5) (19e eeuw) (spot.) iemand die eruit ziet als een figuur op een prent; stijf, houterig of saai persoon. Vandaar ook: 'Wat een prenterig mens' of 'wat een prentachtige dame'.

• Zwijgend gingen ze naast elkaar, het vreemdste paar. De maan was doorgekomen, in een winkelraam zag hij vaag zichzelf op onvaste benen en de zwarte staak naast hem. Lachspiegel. Ekke Weideblom met tante Tonia, een zotte prent. (Elisabeth Keesing: De blinde spinners. 1962)
• Prent, een saai iemand. 'We' 'n prent, war!' Mijn hemel, wat een saai persoon. (Lex Reelick, Cor Swanenberg, drs. Erwin Verzandvoort & Michel Wouters: Bosch woordenboek. 2009)
• Prent (prént, print): Vlot, vrolijk meisje, (te) weinig ingetogen. Mee dieje prent kunde wel lagen. RW I 220. Prent: een saai iemand. Wè’n prent, war! Mijn hemel, wat een saai persoon. HBW 153. (Casper van de Ven: De Brabantse spot- en scheldnamen. 2013)
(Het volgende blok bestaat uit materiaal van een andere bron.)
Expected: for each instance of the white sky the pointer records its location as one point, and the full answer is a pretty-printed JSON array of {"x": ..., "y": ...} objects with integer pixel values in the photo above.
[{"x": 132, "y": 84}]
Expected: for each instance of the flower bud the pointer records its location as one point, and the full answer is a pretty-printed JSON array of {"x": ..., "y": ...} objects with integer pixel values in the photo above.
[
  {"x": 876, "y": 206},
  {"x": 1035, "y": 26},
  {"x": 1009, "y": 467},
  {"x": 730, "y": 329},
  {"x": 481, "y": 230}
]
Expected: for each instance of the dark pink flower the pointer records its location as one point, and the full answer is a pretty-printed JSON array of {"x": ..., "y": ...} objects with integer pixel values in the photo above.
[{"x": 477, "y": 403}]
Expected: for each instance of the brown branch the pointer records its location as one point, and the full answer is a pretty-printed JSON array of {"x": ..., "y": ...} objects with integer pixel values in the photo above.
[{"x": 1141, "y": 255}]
6) (1985) (verkleinwoord) (bridge) honneur.

• Deze artikelenserie wordt geschreven door de Amsterdammers J. Veerkamp en R; Verhoef en er wordt een overzicht in gegeven van het* speciale taaltje van bridgers, het bridgebargoens. Uit die rubriek blijkt dat er verrassend veel benamingen voor de kaarten zijn. Een honneur kan men een "plaatje", "pop" of "prentje" noemen. Het aas is een "orgel" en de heer wordt vaak "pappie" genoemd. Als men het over "het mens", "de duif' of "moeders" heeft dan wordt de vrouw, aangeduid. (Nieuwsblad van het Noorden, 21/06/1985)
• Prentje: plaatje. Elke aas, heer, vrouw of boer. (Toine van Hoof: Het Bridge woordenboek. 1998)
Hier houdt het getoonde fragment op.